Zacząłem biec, ignorując wołania Cassidy. Sonic Boom? Sonic Boom? Ah! To tutaj! Zatrzymałem się i rozejrzałem się wokół, wreszcie zauważając znak z napisem, którego szukałem. Na miejscu była karetka i policja. Podszedłem do żółtej taśmy.
- Proszę pana, musi się pan odsunąć – policjant mnie odepchnął.

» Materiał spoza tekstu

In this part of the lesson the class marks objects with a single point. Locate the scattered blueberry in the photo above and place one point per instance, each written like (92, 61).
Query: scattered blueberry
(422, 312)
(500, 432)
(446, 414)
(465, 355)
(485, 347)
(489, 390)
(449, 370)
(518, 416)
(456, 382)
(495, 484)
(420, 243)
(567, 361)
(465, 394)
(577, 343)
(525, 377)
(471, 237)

Nie słuchałem go i przeszedłem pod taśmą, wbiegając do sklepu. Smutni i zapłakani Dez i Trish, aktualnie rozmawiali z detektywami i policją. Trish zauważyła mnie kątem oka i wskazała w moją stronę, wymawiając moje imię. Policja spojrzała na mnie i zawołała mnie.
- Panie Moonie, mógłby pan tu podejść?
Podszedłem.
- Gdzie jest Ally? - ciągle zadawałem sobie to pytanie, by wreszcie ktoś mi odpowiedział. Ale on powtarzał tylko: proszę pana, proszę się uspokoić, musi pan odpowiedzieć na kilka pytań. - GDZIE JEST ALLY?! - krzyknąłem wściekle. Policjant westchnął i zaprowadził mnie na górę. Detektywi przeszukiwali pokój, a ja wybuchnąłem płaczem na widok przede mną.
Na dywanie leżało odnalezione ciało, a wokół niego pełno krwi. Położone było na noszach, przykryte plastikiem, ale rozpoznałem Ally przez rękę zwisająca na zewnątrz. Miała na niej bransoletkę przyjaźni, którą jej dałem; z nutami wokół i kawałkiem metalu, na którym pisało 'nie ma mowy, że zrobiłbym to bez ciebie'.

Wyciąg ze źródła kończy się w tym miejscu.